SCHIP was never intended to put all 77 million children in the United States on public assistance.

  • About 45 percent of American children are currently enrolled in either Medicaid or SCHIP, though only 37 percent are in families earning less than two times the FPL.
  • Ten states and the District of Columbia now cover children from families with incomes of up to three times the poverty level. In those states, SCHIP provides health insurance for children in a family of four earning up to $61,950.
  • New Jersey has extended eligibility to $72,275 for a family of four (350 percent of FPL).
  • New York has voted to extend eligibility to families of four earning up to $82,600 (400 percent of FPL).
  • Some members of Congress have proposed extending SCHIP to four times the poverty level nationwide, which would make 71 percent of all American children eligible for public assistance.

A government program intended for children should not cover adults. SCHIP should not be the vehicle for universal coverage.

  • Some states use SCHIP funds mostly for adults. Wisconsin covers almost twice as many adults as children -- and spends 75 percent of its SCHIP funds on them. Minnesota spends 61 percent on adults, Illinois 60 percent, Rhode Island 57 percent, and New Jersey 43 percent.
  • This year, 13 percent of SCHIP funds will go to adults other than expectant mothers. Nearly 30 percent of these adults are not even parents.
  • Of the 14 states that were projected to exceed their federal SCHIP allotments in 2007, five cover children not considered low-income, and five cover adults other than expectant mothers. 

SCHIP and Medicaid are “crowding out” private insurance.

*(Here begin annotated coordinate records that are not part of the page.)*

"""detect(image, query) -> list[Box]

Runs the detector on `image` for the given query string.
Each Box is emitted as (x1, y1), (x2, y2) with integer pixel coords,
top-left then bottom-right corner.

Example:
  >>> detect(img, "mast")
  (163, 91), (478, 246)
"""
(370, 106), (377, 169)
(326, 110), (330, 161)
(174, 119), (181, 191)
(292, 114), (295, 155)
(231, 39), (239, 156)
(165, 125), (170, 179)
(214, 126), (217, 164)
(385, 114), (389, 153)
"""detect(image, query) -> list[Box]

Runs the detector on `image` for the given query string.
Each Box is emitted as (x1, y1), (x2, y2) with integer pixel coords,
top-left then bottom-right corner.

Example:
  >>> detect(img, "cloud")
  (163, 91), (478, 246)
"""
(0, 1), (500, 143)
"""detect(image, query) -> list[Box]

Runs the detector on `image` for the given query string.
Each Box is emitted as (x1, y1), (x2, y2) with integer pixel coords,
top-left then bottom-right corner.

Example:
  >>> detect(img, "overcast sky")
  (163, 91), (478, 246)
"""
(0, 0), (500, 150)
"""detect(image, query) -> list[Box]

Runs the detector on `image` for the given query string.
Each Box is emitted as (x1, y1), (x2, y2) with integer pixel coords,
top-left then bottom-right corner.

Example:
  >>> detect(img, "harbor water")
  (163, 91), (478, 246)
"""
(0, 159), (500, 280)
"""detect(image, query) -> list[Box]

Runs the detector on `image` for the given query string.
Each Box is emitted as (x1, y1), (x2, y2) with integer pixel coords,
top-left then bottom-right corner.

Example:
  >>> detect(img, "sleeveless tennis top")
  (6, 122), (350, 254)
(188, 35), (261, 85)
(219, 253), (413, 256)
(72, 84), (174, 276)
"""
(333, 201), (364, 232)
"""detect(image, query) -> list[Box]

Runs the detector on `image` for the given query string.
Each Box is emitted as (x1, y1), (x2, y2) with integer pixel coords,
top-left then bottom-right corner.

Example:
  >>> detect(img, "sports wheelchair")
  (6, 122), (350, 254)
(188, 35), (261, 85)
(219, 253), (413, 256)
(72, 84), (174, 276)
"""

  • A recent report by the Congressional Budget Office (CBO) estimates that SCHIP has reduced the uninsured in the target population by only 25 percent.
  • CBO also puts the crowd-out rate for SCHIP children between 25 and 50 percent. In other words, for every 100 children enrolled in SCHIP, 25 to 50 of those children were previously on private insurance.
  • A recent study published by the independent National Bureau of Economic Research put the crowd-out rate as high as 60 percent.
  • More than 10 million children in families with incomes below 200 percent of FPL still have private insurance. Our goal should not be to take private insurance away.